Tucked away at the University of South Carolina’s School of Medicine Columbia Instrumentation Resource Facility (IRF), three new machines are quietly positioning the University at the forefront of biomedical innovation. At first glance they may look unassuming, resembling a 3D printer that has become more prevalent across the country, but these printers don’t produce plastic prototypes. They produce groundbreaking research opportunities.

“At the most basic level, it’s about moving away from animal models into non-animal models, which is less expensive and less taxing on space for researchers,” said Instrumentation Resource Facility Director Austin Worden, Ph.D. “These systems use biomaterials and cells to create what we would term tissue-like structures. Not a direct heart, but you can print heart-like structures.”

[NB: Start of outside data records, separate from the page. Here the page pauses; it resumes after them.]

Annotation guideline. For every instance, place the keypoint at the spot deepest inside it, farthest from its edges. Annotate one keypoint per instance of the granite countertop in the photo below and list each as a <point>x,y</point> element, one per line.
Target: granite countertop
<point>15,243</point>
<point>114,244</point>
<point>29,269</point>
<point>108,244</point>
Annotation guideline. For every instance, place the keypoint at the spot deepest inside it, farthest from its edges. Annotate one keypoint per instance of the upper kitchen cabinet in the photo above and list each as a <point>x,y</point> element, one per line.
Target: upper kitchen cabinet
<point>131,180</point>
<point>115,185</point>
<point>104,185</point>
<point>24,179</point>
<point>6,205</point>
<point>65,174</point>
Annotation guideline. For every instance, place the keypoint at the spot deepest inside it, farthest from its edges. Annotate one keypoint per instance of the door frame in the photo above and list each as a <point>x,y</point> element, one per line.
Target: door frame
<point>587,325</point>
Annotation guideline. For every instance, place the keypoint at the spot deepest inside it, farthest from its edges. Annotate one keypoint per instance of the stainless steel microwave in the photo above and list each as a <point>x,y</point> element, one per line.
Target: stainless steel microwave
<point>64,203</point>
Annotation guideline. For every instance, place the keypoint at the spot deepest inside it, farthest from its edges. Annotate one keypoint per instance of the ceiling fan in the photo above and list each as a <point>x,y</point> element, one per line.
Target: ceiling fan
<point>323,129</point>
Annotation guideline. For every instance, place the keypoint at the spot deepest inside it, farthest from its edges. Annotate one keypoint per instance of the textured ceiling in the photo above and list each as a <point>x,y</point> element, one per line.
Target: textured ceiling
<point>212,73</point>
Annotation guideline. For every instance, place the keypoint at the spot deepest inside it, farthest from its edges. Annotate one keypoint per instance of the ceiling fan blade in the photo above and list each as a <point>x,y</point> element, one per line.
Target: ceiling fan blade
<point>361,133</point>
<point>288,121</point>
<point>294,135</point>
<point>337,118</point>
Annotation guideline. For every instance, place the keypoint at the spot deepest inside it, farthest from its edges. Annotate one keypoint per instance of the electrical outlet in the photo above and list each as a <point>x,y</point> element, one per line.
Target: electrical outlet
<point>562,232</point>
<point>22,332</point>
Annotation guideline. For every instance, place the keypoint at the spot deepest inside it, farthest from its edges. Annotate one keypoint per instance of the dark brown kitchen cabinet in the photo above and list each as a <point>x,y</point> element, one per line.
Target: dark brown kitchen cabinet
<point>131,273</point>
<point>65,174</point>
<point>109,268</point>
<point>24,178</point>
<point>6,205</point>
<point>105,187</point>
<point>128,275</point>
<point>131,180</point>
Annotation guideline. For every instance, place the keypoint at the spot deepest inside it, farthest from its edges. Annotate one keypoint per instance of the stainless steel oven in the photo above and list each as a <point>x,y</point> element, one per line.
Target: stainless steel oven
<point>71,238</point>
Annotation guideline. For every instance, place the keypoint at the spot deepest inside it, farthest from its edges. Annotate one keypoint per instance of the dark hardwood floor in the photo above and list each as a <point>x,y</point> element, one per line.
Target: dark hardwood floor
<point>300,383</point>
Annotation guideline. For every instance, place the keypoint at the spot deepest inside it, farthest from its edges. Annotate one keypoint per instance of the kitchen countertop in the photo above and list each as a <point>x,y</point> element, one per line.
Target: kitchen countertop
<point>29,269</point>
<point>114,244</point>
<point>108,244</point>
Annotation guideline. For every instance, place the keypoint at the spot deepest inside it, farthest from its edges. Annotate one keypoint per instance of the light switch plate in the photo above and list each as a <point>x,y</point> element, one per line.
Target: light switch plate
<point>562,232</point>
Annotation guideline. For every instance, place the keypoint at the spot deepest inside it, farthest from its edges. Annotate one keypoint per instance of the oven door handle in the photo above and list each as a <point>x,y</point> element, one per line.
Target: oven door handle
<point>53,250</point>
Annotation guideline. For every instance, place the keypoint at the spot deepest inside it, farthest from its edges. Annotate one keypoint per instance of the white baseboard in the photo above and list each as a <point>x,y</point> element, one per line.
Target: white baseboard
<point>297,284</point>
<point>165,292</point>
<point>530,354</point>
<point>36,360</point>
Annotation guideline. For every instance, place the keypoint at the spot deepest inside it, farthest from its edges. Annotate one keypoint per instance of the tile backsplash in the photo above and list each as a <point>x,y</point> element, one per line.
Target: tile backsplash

The new bioprinters, made possible by a grant submitted by a team led by Dr. Nader Taheri Qazvini from Biomedical Engineering in the Molinaroli College of Engineering and Computing, represent a significant shift in how researchers can model disease, test drugs, and engineer tissue. Each machine has different strengths. Creating organoids, which are three-dimensional cell culture systems that mimic human organs, are one of the most promising applications.

The National Institutes of Health (NIH) has recently invested heavily in organoid research versus traditional animal-based research, signaling a shift in biomedical science. With the addition of these printers, the University, and the School of Medicine aim to position itself as a regional hub for research and innovation.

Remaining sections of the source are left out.